Ponad 6 proc. ma wynosić średnioroczna dynamika globalnego rynku gier do 2020 r. Wtedy jego wartość powinna przekroczyć 128 mld dol., a na ten rok prognozowana jest zwyżka do niemal 109 mld dol. – podaje 11 bit studios, powołując się na dane firmy Newzoo. Zarząd 11 bit studios nie kryje, że grupa zamierza rosnąć zdecydowanie szybciej. To w dużej mierze zależy od tego, jak poradzi sobie gra „Frostpunk", której premierę niedawno przełożono z IV kwartału 2017 r. na I kwartał 2018 r. Jak tę informację oceniają analitycy? – Neutralnie – odpowiada Piotr Łopaciuk z DM PKO BP.

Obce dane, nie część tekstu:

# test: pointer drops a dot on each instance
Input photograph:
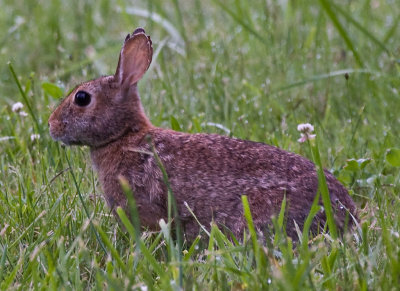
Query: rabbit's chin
(65, 141)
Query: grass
(251, 71)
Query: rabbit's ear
(135, 58)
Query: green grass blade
(323, 188)
(240, 21)
(360, 27)
(326, 5)
(23, 95)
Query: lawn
(248, 69)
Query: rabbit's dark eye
(82, 98)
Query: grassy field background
(250, 69)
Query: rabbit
(207, 173)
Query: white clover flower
(17, 107)
(35, 137)
(306, 130)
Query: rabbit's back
(210, 173)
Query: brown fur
(207, 171)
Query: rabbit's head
(100, 111)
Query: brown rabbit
(209, 172)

„Frostpunk" może sprawić, że 11 bit studios przeskoczy z ligi mniejszych niezależnych studiów do grona dużych deweloperów. Już teraz jego kapitalizacja giełdowa jest kilkakrotnie wyższa niż np. wycena CI Games. Firma zapewnia, że produkcja „Frostpunka" jest bardzo mocno zaawansowana. Twierdzi, że zainteresowanie tą grą, mierzone liczbą wyświetleń trailerów i publikacji w mediach branżowych, jest bardzo duże.
Jednocześnie giełdowa grupa kontynuuje, rozpoczęte pod koniec 2016 r., prace nad produkcją gry o roboczej nazwie „Projekt 8". Za jej stworzenie odpowiada drugi, budowany od kilku miesięcy, zespół deweloperski. Obecnie liczy kilkanaście osób. Zarząd informuje, że prace nad „Projektem 8" przebiegają zgodnie z planem, ale na razie nie ujawnia na jego temat żadnych szczegółów.
Tymczasem 11 bit studios nadal odcina kupony od swojej flagowej produkcji, czyli „This War of Mine", która zadebiutowała jesienią 2014 r. Do końca czerwca tego roku przychody z jej sprzedaży przekroczyły 70 mln zł. Wyniki spółki za I półrocze były gorsze rok do roku, ale nie jest to zaskoczenie, zważywszy na harmonogram premier. Co więcej, wyniki są lepsze od oczekiwań analityków. 11 bit studios nie zamierza szybko rozstawać się z „TWoM". Prezes Grzegorz Miechowski zapowiada, że do końca tego roku wydany zostanie kolejny dodatek, żeby podtrzymać zainteresowanie produkcją.